Della serie, pezzi che dovresti detestare e finisci per cantare a squarciagola quando nessuno ti guarda, fottendone del tuo orgoglio di mezza età. Stanco di nascondermi, ho deciso di sublimarle attraverso una periodica sistematizzazione.

Spostiamo le coordinate verso l’anno 1984 e partiamo con i teutonici Scorpions, gruppo di cui non me ne è mai fregato molto, ma che riconosco essere stati artefici di un robusto e ispirato hard rock negli anni ’70.

Come tutte le band che hanno registrato le cose migliori nel decennio irripetibile, in quello successivo hanno vivacchiato tra dischi solidi e schematici, hit anonime e in alcuni casi urticanti. Insomma un rock muscolare, tutta energia, mestiere, copertine d’effetto e migliorie produttive.

Nel 1984 però i tedeschi piazzano Love at First Sting che, nel suo genere, è album di livello.

Soprattutto, arriva lei, la nona traccia, la superballata: Still Loving You.

Ascoltiamola. Anzi, guardiamola.

https://youtu.be/CjRas1yOWvo?t=196

Ecco, prima ancora delle derive estetiche, dell’arpeggio paraculo, delle modalità da clip anni ’80, un colpo violento al cuore arriva dalle regole del music business. Il pezzo è dilaniato, devastato, divelto (nel suo crescendo epico e nella sua drammatica) dalla versione ridotta.

Still Loving You dura 6 minuti e 29 secondi e non 3 minuti e 51. Questa è eiaculazione precoce della peggior specie, ma proviamo a soprassedere.

Il video è profondamente hard rock nel suo ribadire il primato strumentale: pochi secondi di intro a caso (gente che cammina…) e già siamo sul primo piano del cantante Klaus Meine, per poi passare al leader maximo, Michael Schenker, ascia di prim’ordine, incurante di un abbigliamento irricevibile.

Il particolare della mano virtuosa ci ricorda, appunto, che in questi video non c’era spazio per l’astrazione, ma solo per il gesto e per la sua evocazione, roba semplice per gente semplice, giusto così.

Poi entra la sezione ritmica e scatta il totale sul palco con tanto di nebbia, è già tripudio.

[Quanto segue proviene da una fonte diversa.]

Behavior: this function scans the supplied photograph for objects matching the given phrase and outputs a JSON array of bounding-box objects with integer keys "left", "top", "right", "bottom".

Nulla cambia più almeno fino al volo di un gabbiano, prima che Schenker finisca su una montagna ad accennare il solo, ma, come già detto, il tradimento rispetto alla versione dell’album è inaccettabile, e siamo già di nuovo sul palco prima che tutto venga fatto sfumare brutalmente.

Un accenno al testo francamente seminale. A me questa idea di omaccioni, capelloni e ossuti, profondamente crucchi, che narrano del tempo che ci vuole per riconquistare l’amore perduto e tutto quello che si deve fare per riportarlo all’antico splendore, mi sembra talmente straniante che non posso subirne la fascinazione.

Ecco, il testo non dice davvero null’altro, a suo modo un record: ha un solo concetto ribadito allo sfinimento. Ma quel crescendo ragazzi! E quel dannato, grandissimo assolo di chitarra stuprato dal videoclip!